The overall goal is to make the legislative branch the first choice for people wanting to work in public service, Wasserman Schultz said.
“We don’t want to be the branch of government that is people’s third choice,” she said.
Solid benefit packages could help with that, although such packages vary between offices.
The legislative branch is bound by provisions in the Congressional Accountability Act, which requires up to 12 weeks of unpaid family and medical leave each year.
About 80 percent of offices that responded to the 2006 study provide some paid family and medical leave to their employees — meaning about 20 percent of offices do not.
About 92 percent offer paid sick leave.
Of those offices that offer paid sick leave, 45 percent of offices allow it to be rolled over from one year to the next. About 95 percent of offices polled offered annual leave — i.e., vacation time — to employees, with the bulk of offices giving from two to four weeks of time, depending on employee tenure.
About 71 percent of offices allow employees to roll over that leave from one year to the next, and 20 percent of offices let employees roll over their leave to a family and medical leave account.
Since becoming CAO earlier this year, Beard has made it a priority to meet with Members to figure out how best to help those Congressional employees who don’t have any paid leave time.
“Any effort like this is a long-term effort,” Beard said. “I think this is going to take many years to try and improve the situation.”
Part of the problem is that different benefits require different tactics, Beard explained.
Some benefits, such as increasing the amount of money that can be given to employees for student loan reimbursement, likely would happen by upping appropriations figures, Beard said. Other matters could require legislation.
Improved employee benefits already have been labeled as a priority by some in the Senate.
In March, Sen. Ted Stevens (R-Alaska) introduced the Senate Family Leave Act, which would provide Senate employees with seven weeks of paid leave to recover from giving birth to a child, plus an additional week to care for the baby. (New fathers would get a week of paid leave.)
While there is an overall need to address benefits, it is important that each Member office retains the ability to set its own benefit policies, Wasserman Schultz said.
Part of the reason: Members simply have different needs and priorities for the amount of money they get for their offices.
“Your budget is only so large,” Beard said. “Most Members are tapped.”
Wasserman Schultz added that she has no intention of acting on any uniform policy for Congressional offices.
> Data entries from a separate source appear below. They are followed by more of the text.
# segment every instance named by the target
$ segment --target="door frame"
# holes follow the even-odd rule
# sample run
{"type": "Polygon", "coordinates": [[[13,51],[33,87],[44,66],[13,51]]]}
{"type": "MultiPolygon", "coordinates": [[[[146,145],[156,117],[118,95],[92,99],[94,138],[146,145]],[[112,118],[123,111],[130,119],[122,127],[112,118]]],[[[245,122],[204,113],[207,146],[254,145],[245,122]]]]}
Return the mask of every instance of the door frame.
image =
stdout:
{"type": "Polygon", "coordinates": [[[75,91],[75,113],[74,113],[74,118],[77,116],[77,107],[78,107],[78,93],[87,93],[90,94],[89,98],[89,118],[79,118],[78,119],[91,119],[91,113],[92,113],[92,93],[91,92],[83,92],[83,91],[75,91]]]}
But she has asked Beard and others to look into ways Congress can better help retain its employees, including studying employee pay.
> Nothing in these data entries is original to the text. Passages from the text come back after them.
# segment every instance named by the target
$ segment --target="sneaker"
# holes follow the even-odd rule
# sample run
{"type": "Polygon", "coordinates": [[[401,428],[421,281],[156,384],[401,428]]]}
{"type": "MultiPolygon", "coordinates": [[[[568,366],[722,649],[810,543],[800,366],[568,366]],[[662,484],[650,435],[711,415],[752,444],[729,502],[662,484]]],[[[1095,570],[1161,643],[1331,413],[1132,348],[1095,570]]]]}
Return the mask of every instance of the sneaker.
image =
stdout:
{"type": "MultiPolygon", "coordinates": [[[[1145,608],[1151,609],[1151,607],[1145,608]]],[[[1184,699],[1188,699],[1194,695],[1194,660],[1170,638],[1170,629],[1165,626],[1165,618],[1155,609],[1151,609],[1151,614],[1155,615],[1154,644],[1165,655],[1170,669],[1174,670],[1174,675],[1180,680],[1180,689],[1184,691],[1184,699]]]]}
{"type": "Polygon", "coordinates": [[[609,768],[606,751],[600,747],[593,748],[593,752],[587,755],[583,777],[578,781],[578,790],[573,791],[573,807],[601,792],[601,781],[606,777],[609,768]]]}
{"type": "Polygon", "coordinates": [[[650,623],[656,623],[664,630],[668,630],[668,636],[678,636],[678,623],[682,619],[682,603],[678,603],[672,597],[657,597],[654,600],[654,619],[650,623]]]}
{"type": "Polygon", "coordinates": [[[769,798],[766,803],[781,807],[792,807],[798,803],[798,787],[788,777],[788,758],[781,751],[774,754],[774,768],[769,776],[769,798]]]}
“You don’t want to have inadequate benefits be the driving factor for someone to head out the door,” she said.
(For her part, Wasserman Schultz offers her employees four weeks of paid family and medical leave and after that time allows employees to use their vacation time, according to an aide.)
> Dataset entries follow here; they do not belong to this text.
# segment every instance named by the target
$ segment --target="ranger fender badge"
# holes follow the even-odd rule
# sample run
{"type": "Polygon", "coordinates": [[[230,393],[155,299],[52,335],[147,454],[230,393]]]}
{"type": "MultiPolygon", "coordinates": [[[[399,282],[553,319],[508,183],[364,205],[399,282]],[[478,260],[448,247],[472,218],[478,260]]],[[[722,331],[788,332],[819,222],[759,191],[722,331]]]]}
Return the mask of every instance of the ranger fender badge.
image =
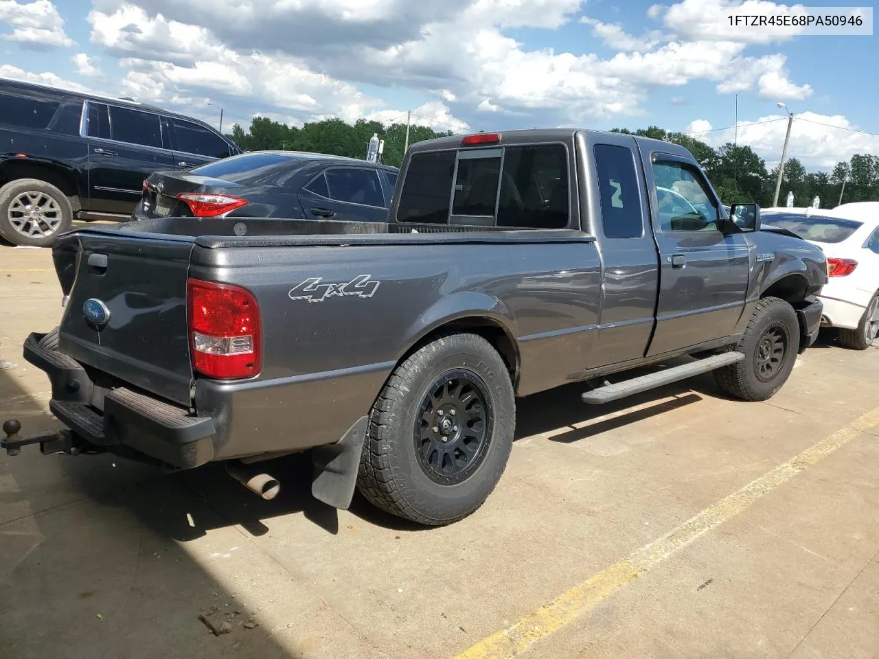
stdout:
{"type": "Polygon", "coordinates": [[[370,277],[372,275],[358,275],[344,284],[322,284],[323,277],[309,277],[291,288],[287,295],[290,300],[308,300],[309,302],[323,302],[336,295],[371,298],[381,282],[370,277]]]}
There are other benefits that could be brought in to help workers, Wasserman Schultz said.
Most Congressional employees lack long-term disability benefits, for example, something commonly afforded to workers in the private sector, Wasserman Schultz said.
“I think it’s something that we really need to look into,” she said.
Beard cautioned that solving the issue is complex and will take years before it is improved. But he added that he is optimistic things can improve.
“I’ve found a great deal of receptivity,” he said.